Otros elementos asociados al ­desarrollo y bienestar de las sociedades, sin embargo, han empeorado. Pensemos en el calentamiento global o en la salud de los océanos. Por no hablar de que, pese a todo, sigue habiendo más de 700 millones de personas que sobreviven con menos de dos dólares al día.

Por fortuna, la humanidad nunca ha sido tan consciente de la gravedad de los retos, así como de lo compartidos que son. O de nuestra capacidad para abordarlos.
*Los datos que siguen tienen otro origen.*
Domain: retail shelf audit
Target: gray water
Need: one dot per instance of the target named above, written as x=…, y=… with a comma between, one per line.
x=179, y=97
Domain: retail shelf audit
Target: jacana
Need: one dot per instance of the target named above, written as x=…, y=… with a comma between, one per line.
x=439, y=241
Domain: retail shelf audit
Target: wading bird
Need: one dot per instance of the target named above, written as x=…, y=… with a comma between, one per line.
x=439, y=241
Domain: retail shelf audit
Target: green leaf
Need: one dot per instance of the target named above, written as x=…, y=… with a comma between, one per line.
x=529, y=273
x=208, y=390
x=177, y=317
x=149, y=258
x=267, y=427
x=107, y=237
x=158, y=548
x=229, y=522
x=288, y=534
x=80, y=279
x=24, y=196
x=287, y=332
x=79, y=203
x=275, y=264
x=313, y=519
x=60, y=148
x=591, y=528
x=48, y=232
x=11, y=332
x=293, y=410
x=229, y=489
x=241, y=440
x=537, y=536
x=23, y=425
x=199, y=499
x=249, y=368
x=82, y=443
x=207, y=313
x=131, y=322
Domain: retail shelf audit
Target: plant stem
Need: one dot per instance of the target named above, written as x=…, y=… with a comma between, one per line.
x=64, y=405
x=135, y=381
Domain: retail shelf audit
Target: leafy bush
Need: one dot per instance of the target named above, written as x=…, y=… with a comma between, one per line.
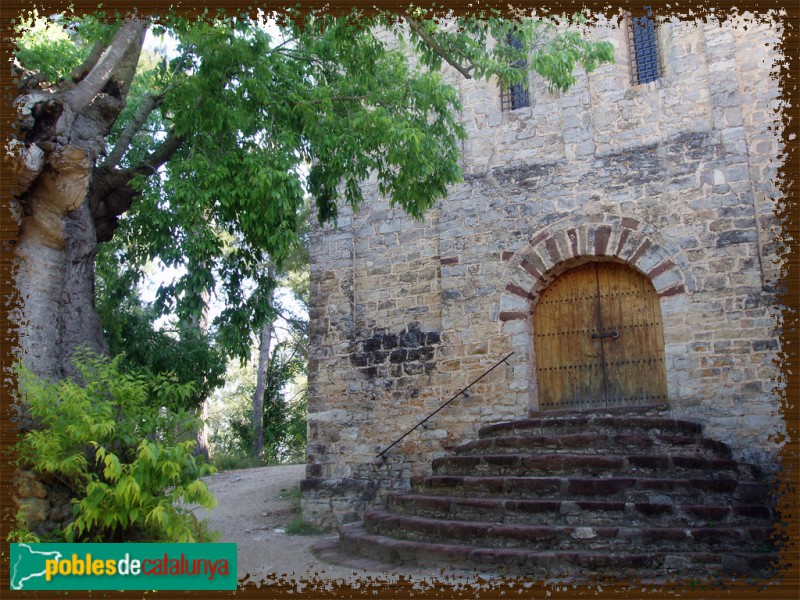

Prueba de ello es la Agenda 2030. En 2015, los 193 países que forman la Asamblea General de Naciones Unidas apuntaron alto: en 15 años, la pobreza extrema, por ejemplo, debería estar erradicada del planeta. Y la igualdad entre géneros lograda, empoderando a todas las mujeres y niñas del globo. Y así hasta 17 Objetivos de Desarrollo Sostenible, desplegados en 169 metas y medidos por 232 indicadores. Como se señala en las páginas de este número, estamos ante el “proceso cívico más amplio y esperanzador de nuestra era, el gran esfuerzo épico” de nuestra generación.

Suena utópico, pero hoy las utopías están al alcance de la mano. De no abordarse estos retos, por otra parte, el futuro que se avecina es insostenible. Se trata de una cuestión de voluntad y de relato, más que de recursos, como sucedió con la carrera espacial. La narrativa será clave. La humanidad está inmersa en otra carrera y a las puertas de un nuevo gran salto. Y en este caso, si todo sale bien, solo habrá ganadores.